By Mohammed Adow BBC, Addis Ababa |

 Leaders are increasingly in favour of intervention |
African leaders have launched the Peace and Security Council of the African Union, in Ethiopia. Its mission is to deal with the main problem facing African nations since they achieved independence - war between nations and within nations.
The council's objective will be to work towards a common defence policy and develop a united defence force.
But experts point to the new challenges facing the council, such as the large number of conflicts - and their scale.
And it is difficult to find funds to run the peacekeeping missions and to pay for the conflict resolution responsibilities that the council has undertaken.
Many challenges
However, the message from the opening session was clear: Africa should deal with its own problems.

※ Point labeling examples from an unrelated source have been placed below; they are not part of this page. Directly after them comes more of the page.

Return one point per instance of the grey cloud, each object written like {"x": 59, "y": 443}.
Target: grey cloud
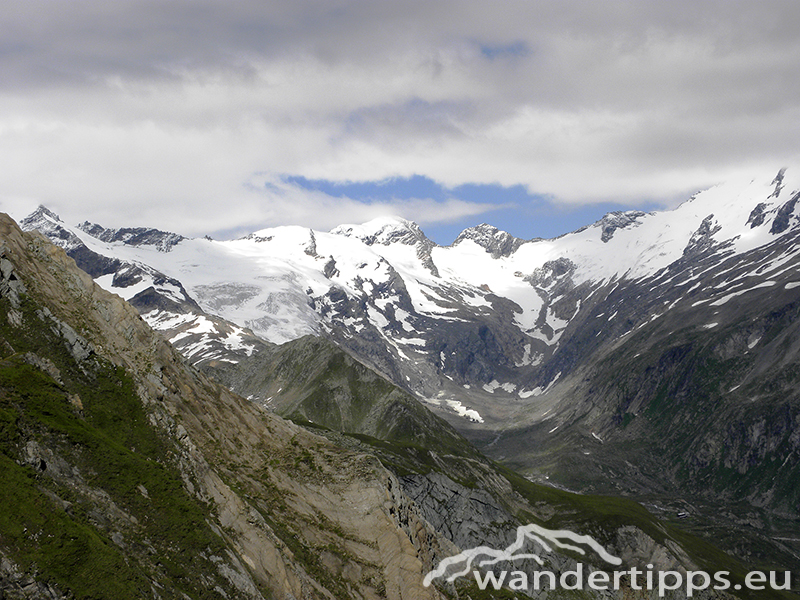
{"x": 178, "y": 102}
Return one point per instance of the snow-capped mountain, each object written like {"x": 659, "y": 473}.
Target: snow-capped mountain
{"x": 646, "y": 353}
{"x": 479, "y": 326}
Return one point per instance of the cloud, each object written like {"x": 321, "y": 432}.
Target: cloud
{"x": 166, "y": 109}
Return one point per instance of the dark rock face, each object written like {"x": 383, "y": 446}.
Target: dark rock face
{"x": 613, "y": 221}
{"x": 496, "y": 242}
{"x": 164, "y": 241}
{"x": 783, "y": 218}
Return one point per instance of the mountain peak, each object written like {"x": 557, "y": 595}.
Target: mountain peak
{"x": 385, "y": 231}
{"x": 42, "y": 214}
{"x": 133, "y": 236}
{"x": 495, "y": 241}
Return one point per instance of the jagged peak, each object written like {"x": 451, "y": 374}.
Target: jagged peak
{"x": 133, "y": 236}
{"x": 618, "y": 219}
{"x": 493, "y": 240}
{"x": 385, "y": 230}
{"x": 41, "y": 213}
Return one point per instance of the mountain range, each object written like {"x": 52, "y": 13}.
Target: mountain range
{"x": 649, "y": 355}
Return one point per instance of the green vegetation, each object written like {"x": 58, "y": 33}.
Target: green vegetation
{"x": 111, "y": 475}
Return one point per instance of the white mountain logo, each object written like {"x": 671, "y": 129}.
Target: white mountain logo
{"x": 483, "y": 556}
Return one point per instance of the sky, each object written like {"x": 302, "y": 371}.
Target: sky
{"x": 225, "y": 117}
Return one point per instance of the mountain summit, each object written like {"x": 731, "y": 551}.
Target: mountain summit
{"x": 660, "y": 340}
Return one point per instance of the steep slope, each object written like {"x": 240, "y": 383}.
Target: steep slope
{"x": 115, "y": 450}
{"x": 128, "y": 475}
{"x": 643, "y": 354}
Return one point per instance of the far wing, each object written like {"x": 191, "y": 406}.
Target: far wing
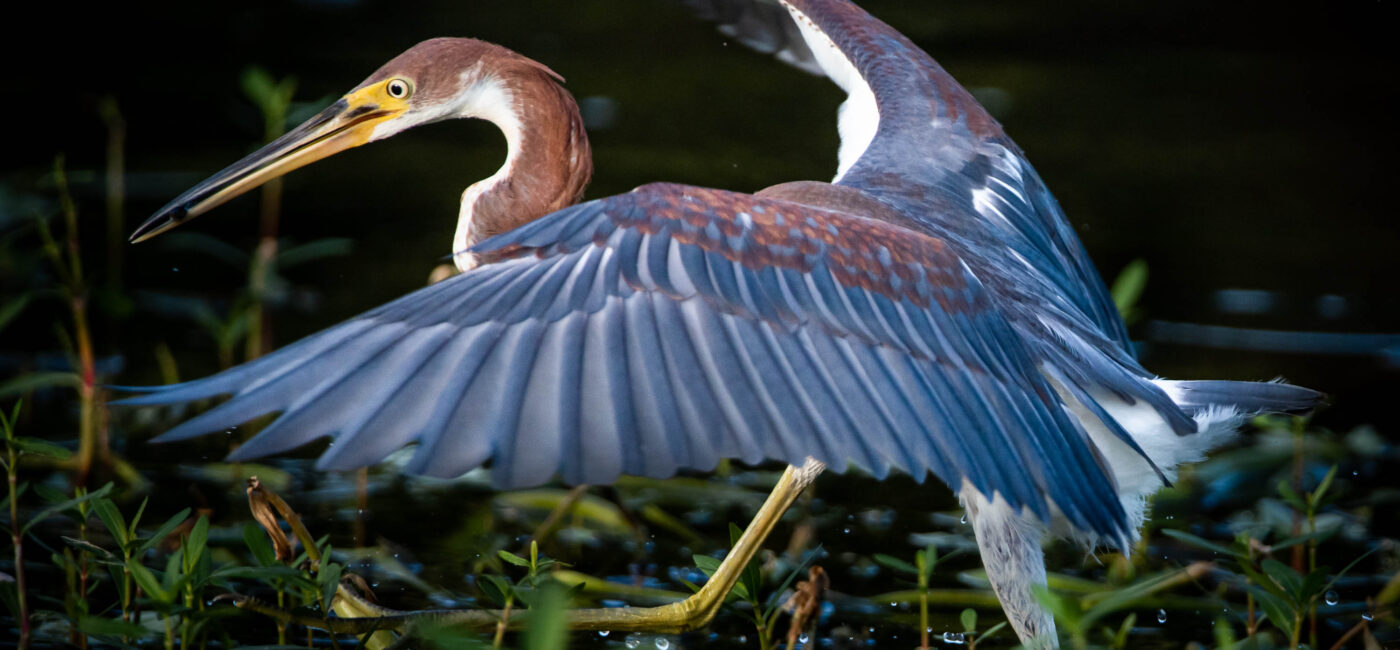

"No one will bring peace to Africa in the place of Africans", said the commission's chairman, Alpha Oumar Konare.
Amid emotional calls for unity, the heads of states discussed the peace processes in Somalia, Burundi, the conflict between Eritrea and Ethiopia and the fighting in Sudan's Darfur region.
The council has already managed to send a fact-finding mission to Darfur and is now preparing to send its own ceasefire monitoring team.
Talk into action
The pressure is now on the African heads of states to turn talk into action - and prove that they are serious about the AU's funding principle.
"Africans are seeking solutions to their own problems," the AU's Peace and Security Commissioner Said Djinnit said in earlier comments.
"If for example there is a genocide in one country, I am not saying that Africa will have the capacity to decisively stop it - and I don't know whether we shall succeed or not.
"But I tell you the African Union, African leaders and troops will move (to stop it)," he said.